Die Tiere bewegen sich durch weitestgehend statische Hintergründe. Gelegentlich schwingt jenseits des Fokus das Pendel einer Uhr oder vor dem Fenster rieselt sanft der Schnee, meist bleibt die Welt leblos. Es fehlt an Details und an der Unordnung des Lebens. Licht und Schatten werden nur selten gezielt eingesetzt – meist sind Objekte, Räume und Landschaften gleichförmig ausgeleuchtet, wie in einem Supermarkt. Alles wirkt flach und gleichförmig. Die Kinderbuchseiten werden nur ein wenig in Bewegung versetzt. Regie geführt – im Sinne von einer klaren Entscheidung für bestimmte Blickwinkel oder originellem visuellem Erzählen – wird eigentlich nicht. Die Figuren umgibt ein sanftes Schimmern, was die Trennung zwischen ihnen und der Umgebung noch einmal betont.
Die Dynamik zwischen Gordon und Buffy entspricht in der Vorlage ungefähr der zwischen Eltern und Kind, zwischen älterem Vorleser und jungem Zuhörer. Entspannte Routine trifft auf kindliche Entdeckungslust, die Weisheit der Erfahrung auf Wissbegierde. Komplexer werden die Figuren des Films nicht, aber ihr Aufeinanderprallen bringt zumindest sympathische Momente hervor: Dann will etwa Buffy einen Plan sofort in die Tat umsetzten, während Gordon erst einmal einen Keks braucht.

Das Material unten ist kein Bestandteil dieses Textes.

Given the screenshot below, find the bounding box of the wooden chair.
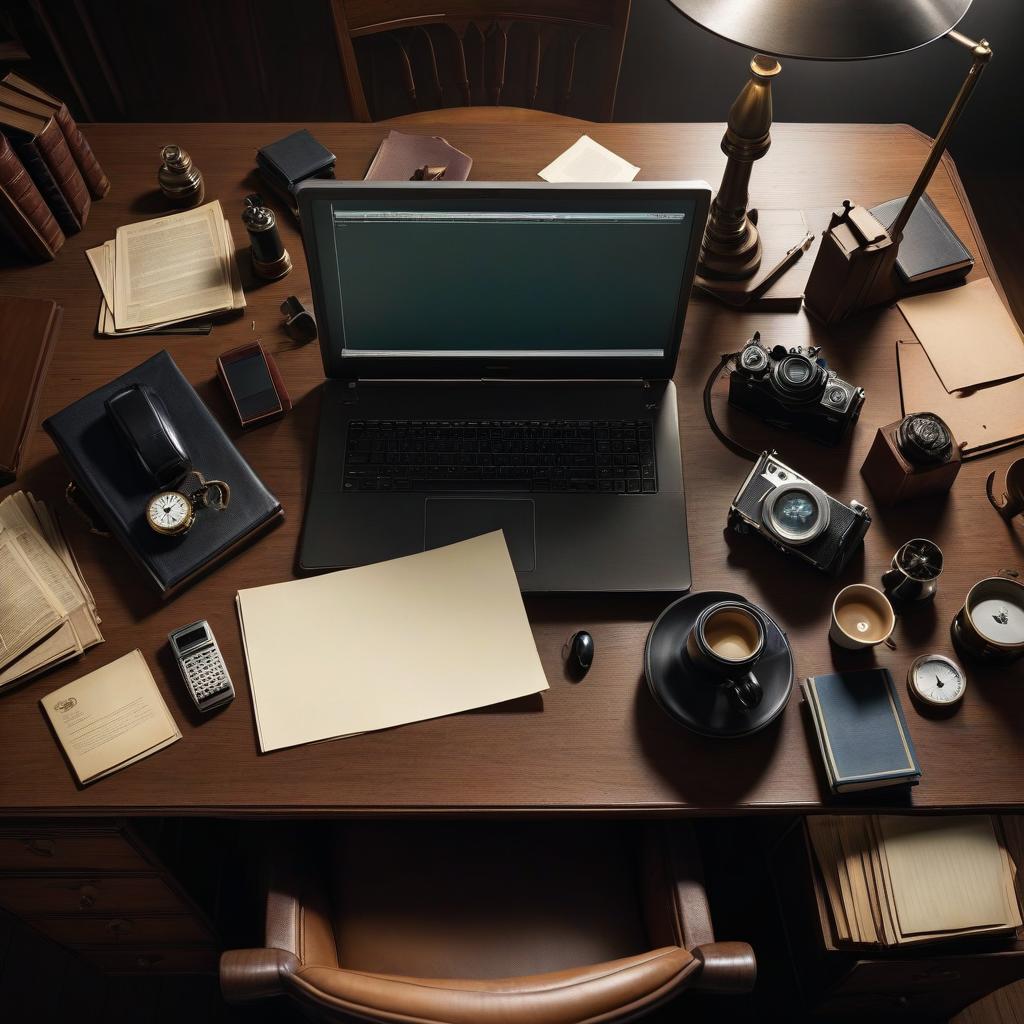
[330,0,630,121]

Natürlich ist es auch die Beziehung zwischen Polizei-Neuling und dem Veteranen kurz vor dem Ruhestand. „Langsam werde ich zu alt hierfür.“, erklärt die Kröte. Auch die Kinder-Version übernimmt viele Konventionen des Krimi-Genres. Es gibt eine Trainingsmontage, Zeugen werden verhört, alte Polizisten müssen aus dem Ruhestand zurückkehren. In einer der kuriosesten Szenen erinnert sich Gordon an eine Begegnung mit dem Fuchs, eine merkwürdige Flashback-Sequenz, die sich nicht lückenlos in den Film fügt. Die Fälle selbst sind sehr schlicht und ermutigen nicht unbedingt zum Miträtseln. Dafür gibt es zu wenig Spuren, manche Täter wurden gar vorher nie vorgestellt.

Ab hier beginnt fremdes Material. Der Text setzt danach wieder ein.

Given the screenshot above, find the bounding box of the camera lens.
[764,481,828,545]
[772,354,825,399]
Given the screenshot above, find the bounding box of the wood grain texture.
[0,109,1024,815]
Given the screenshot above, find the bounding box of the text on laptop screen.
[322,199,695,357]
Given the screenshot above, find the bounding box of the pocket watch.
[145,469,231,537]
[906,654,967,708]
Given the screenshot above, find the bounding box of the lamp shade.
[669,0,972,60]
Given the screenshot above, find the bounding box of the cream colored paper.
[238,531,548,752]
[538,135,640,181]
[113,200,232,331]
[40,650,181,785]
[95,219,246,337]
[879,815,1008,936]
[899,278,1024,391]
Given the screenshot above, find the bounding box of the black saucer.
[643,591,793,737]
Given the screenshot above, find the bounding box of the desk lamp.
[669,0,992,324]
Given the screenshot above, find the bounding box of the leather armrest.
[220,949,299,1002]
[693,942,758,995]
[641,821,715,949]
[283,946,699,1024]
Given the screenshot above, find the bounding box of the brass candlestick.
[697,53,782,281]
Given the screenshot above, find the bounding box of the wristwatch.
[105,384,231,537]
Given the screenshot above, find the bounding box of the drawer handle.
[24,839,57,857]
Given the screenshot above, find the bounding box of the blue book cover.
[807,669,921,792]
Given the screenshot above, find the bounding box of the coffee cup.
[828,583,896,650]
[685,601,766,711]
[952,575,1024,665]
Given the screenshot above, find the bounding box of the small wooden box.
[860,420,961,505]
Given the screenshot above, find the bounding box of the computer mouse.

„Ich wünschte es gäbe gar keine Verbrechen und keine Bestrafung.“, verkündet Gordon einmal. Die Filmwelt fügt sich seinem Wunsch. Streng genommen gibt es in ihr keine wirklichen Verbrecher, sondern immer nur Fehlgeleitete und unfair Verdächtigte. Die Botschaft des Films ist eine der Toleranz. Wie in vielen der modernen Tierfabeln, die auch heute noch in Form von zum Beispiel „Zoomania“ oder „Isle of Dogs“ die Kinos füllen, geht es darum, dem Fremden und Anderen unvoreingenommen zu begegnen. Ob und wieso der ach so böse Fuchs gefährlich ist, kann man sich eigentlich schon bei seiner ersten Erwähnung denken. Doch vielen vergleichbaren Filmen nimmt man ihren (durch Tiere gefilterten) Humanismus eher ab, weil er vor wirkliche Prüfungen gestellt wird. „Kommissar Gordon und Buffy“ macht es sich oft (selbst für eine Kindergeschichte) sehr leicht. Alles fügt sich ein wenig zu widerstandslos. „Nett sein ist erlaubt und gemein sein ist gegen das Gesetz.“, erklärt Gordon die einzige Regel des Waldes. Es gibt schlimmere Botschaften, aber die Komplexitäten und Grauzonen, die es etwa bei vergleichbaren Filmen von Studio Laika oder Ghibli zu sehen gibt, sind dennoch ungleich interessanter.
Fazit: Wer seine Kinder einfach nur 60 Minuten lang mit altersgerechten bunten Lichtern beschäftigen will, der kann gerne „Kommissar Gordon & Buffy“ auswählen. Es ist ein taktvoll zurückhaltender Film, der nie vulgär oder auffällig wird. Wer seinen Kindern (und sich) mehr zutraut oder sogar glaubt, dass ein guter Film und ein guter Kinderfilm dasselbe sind, der greift besser zu den vielen interessanteren Alternativen.